#### Visualize the existing dataset

In [1]:
import datasets    

dataset = datasets.load_dataset('RUC-NLPIR/FlashRAG_datasets', 'nq')

train_dataset = dataset['train']
test_dataset = dataset['test']

  from .autonotebook import tqdm as notebook_tqdm
Generating train split: 79168 examples [00:00, 3426281.64 examples/s]
Generating dev split: 8757 examples [00:00, 2303802.30 examples/s]
Generating test split: 3610 examples [00:00, 979964.89 examples/s]


In [2]:
# Print sample examples from each dataset
print("Sample examples from the training dataset:")
for i, example in enumerate(train_dataset):
    if i >= 5:  # Print first 5 examples
        break
    print(example)

print("\nSample examples from the test dataset:")
for i, example in enumerate(test_dataset):
    if i >= 5:  # Print first 5 examples
        break
    print(example)

Sample examples from the training dataset:
{'id': 'train_0', 'question': 'total number of death row inmates in the us', 'golden_answers': ['2,718']}
{'id': 'train_1', 'question': 'big little lies season 2 how many episodes', 'golden_answers': ['seven']}
{'id': 'train_2', 'question': 'who sang waiting for a girl like you', 'golden_answers': ['Foreigner']}
{'id': 'train_3', 'question': 'where do you cross the arctic circle in norway', 'golden_answers': ['Saltfjellet']}
{'id': 'train_4', 'question': 'who is the main character in green eggs and ham', 'golden_answers': ['Sam-I-am']}

Sample examples from the test dataset:
{'id': 'test_0', 'question': 'who got the first nobel prize in physics', 'golden_answers': ['Wilhelm Conrad Röntgen']}
{'id': 'test_1', 'question': 'when is the next deadpool movie being released', 'golden_answers': ['May 18, 2018']}
{'id': 'test_2', 'question': 'which mode is used for short wave broadcast service', 'golden_answers': ['Olivia', 'MFSK']}
{'id': 'test_3', 'q

## Load our CPQ D2 dataset
https://orahub.oci.oraclecorp.com/cx-cnap/agent-dbt-mlops/-/blob/dbt/seeds/all_combinations.json?ref_type=heads has the input output pairs of the user request and the product configuration output, with labels for `correct` and `incorrect`.
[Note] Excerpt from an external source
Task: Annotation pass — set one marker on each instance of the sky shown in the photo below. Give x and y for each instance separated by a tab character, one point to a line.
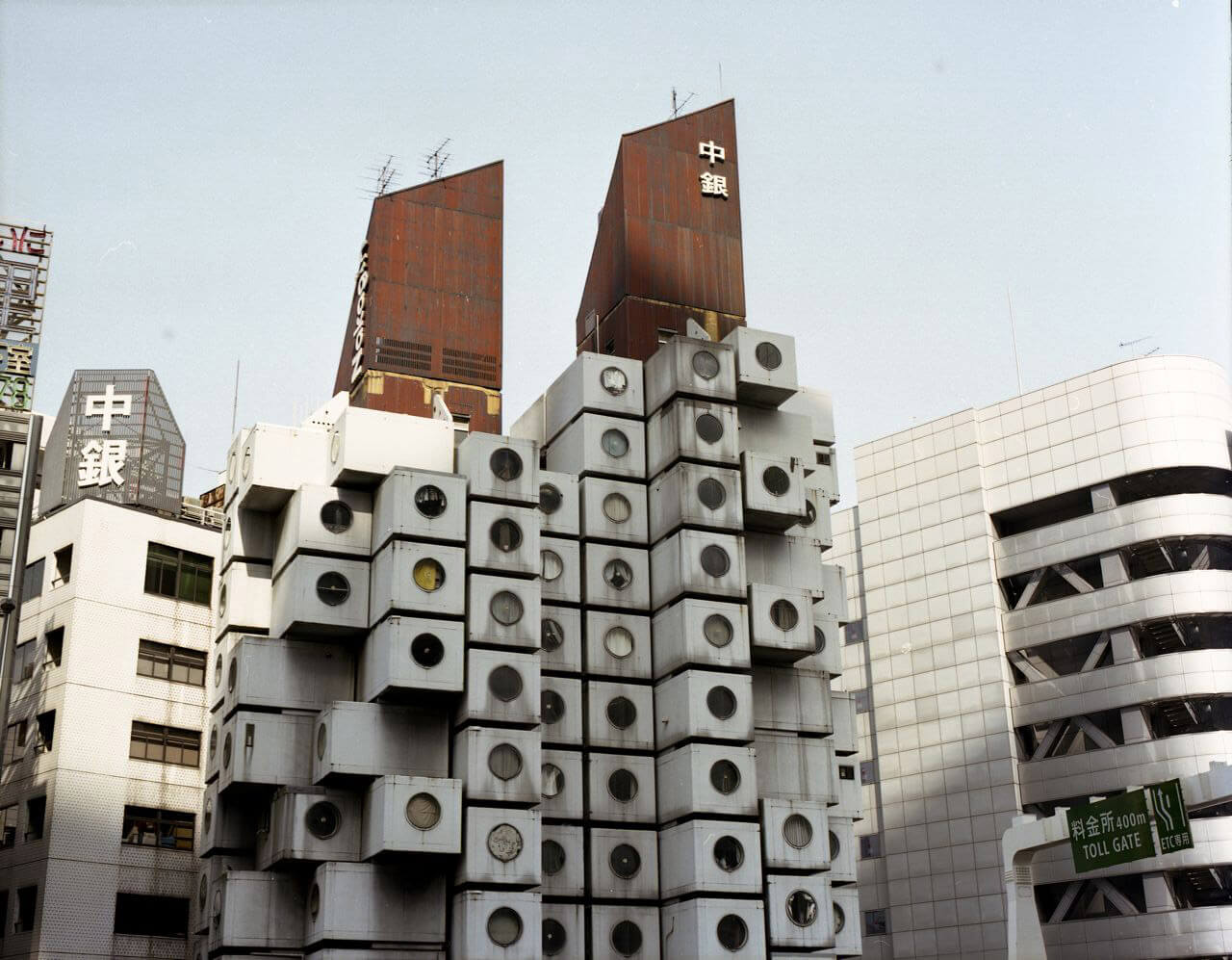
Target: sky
903	168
We only need the `correct` pairs for training in this scenario.

In [None]:
import json
from datasets import Dataset

### Edit this path to point to the data source
with open("../datasets/all_combinations.json") as f:
    raw = json.load(f)

# Extract the actual data list
data = raw["pairs"]

# Create a Dataset object
dataset = Dataset.from_list(data)
print(len(dataset))

# Get only correct labels
correct_dataset = dataset.filter(lambda x: x["label"] == "correct")

378


Filter: 100%|██████████| 378/378 [00:00<00:00, 69139.89 examples/s]


In [14]:
print(len(correct_dataset))
print(dataset[1])
print(dataset[5]['output']['features'])

122
{'input': 'What is the total cost of a High-Performance Compute Cluster with 2 GPU units, 256GB DDR4 memory and 1TB SSD storage?', 'output': {'compute_units': ['CPU', 'GPU'], 'features': [], 'memory': '128GB DDR4', 'package': 'Standard', 'product': 'High-Performance Compute Cluster', 'storage': '2TB NVMe'}, 'label': 'incorrect'}
['Secure Boot']


#### Split into Train and Test

In [16]:
# -- Shuffle and split into train/test
import random

TEST_SPLIT_RATIO = 0.2
SEED = 42


random.seed(SEED)
indices = list(range(len(dataset)))
random.shuffle(indices)


split_index = int(len(indices) * (1 - TEST_SPLIT_RATIO))
train_indices = indices[:split_index]
test_indices = indices[split_index:]

train_dataset = dataset.select(train_indices)
test_dataset = dataset.select(test_indices)


In [17]:
print(len(train_dataset))
print(len(test_dataset))

302
76


### Reformat

#### Prompt Template

In [29]:
def make_prefix(dp, template_type):
    question = dp['input']

    # NOTE: also need to change reward_score/countdown.py
    if template_type == 'base':
        """This works for any base model"""
        prefix = f"""Answer the given question. \
You must conduct reasoning inside <think> and </think> first every time you get new information. \
After reasoning, if you find you lack some knowledge, you can call a search engine by <search> query </search> and it will return the top searched results between <information> and </information>. \
You can search as many times as your want. \
If you find no further external knowledge needed, you can directly provide the answer inside <answer> and </answer>, without detailed illustrations. For example, <answer> Beijing </answer>. Question: {question}\n"""
    else:
        raise NotImplementedError
    return prefix

In [32]:
# add a row to each data item that represents a unique id
data_source = 'cpq'

def make_map_fn(split):

    def process_fn(example, idx):
        # print(example)
        example['input'] = example['input'].strip()
        # if example['input'][-1] != '?':
        #     example['input'] += '?'
        question = make_prefix(example, template_type="base")
        solution = {
            "target": example['output'],
        }

        data = {
            "data_source": data_source,
            "prompt": [{
                "role": "user",
                "content": question,
            }],
            "ability": "fact-reasoning",
            "reward_model": {
                "style": "rule",
                "ground_truth": solution
            },
            "extra_info": {
                'split': split,
                'index': idx,
            }
        }
        return data

    return process_fn

In [34]:
import os


train_dataset = train_dataset.map(function=make_map_fn('train'), with_indices=True)
test_dataset = test_dataset.map(function=make_map_fn('test'), with_indices=True)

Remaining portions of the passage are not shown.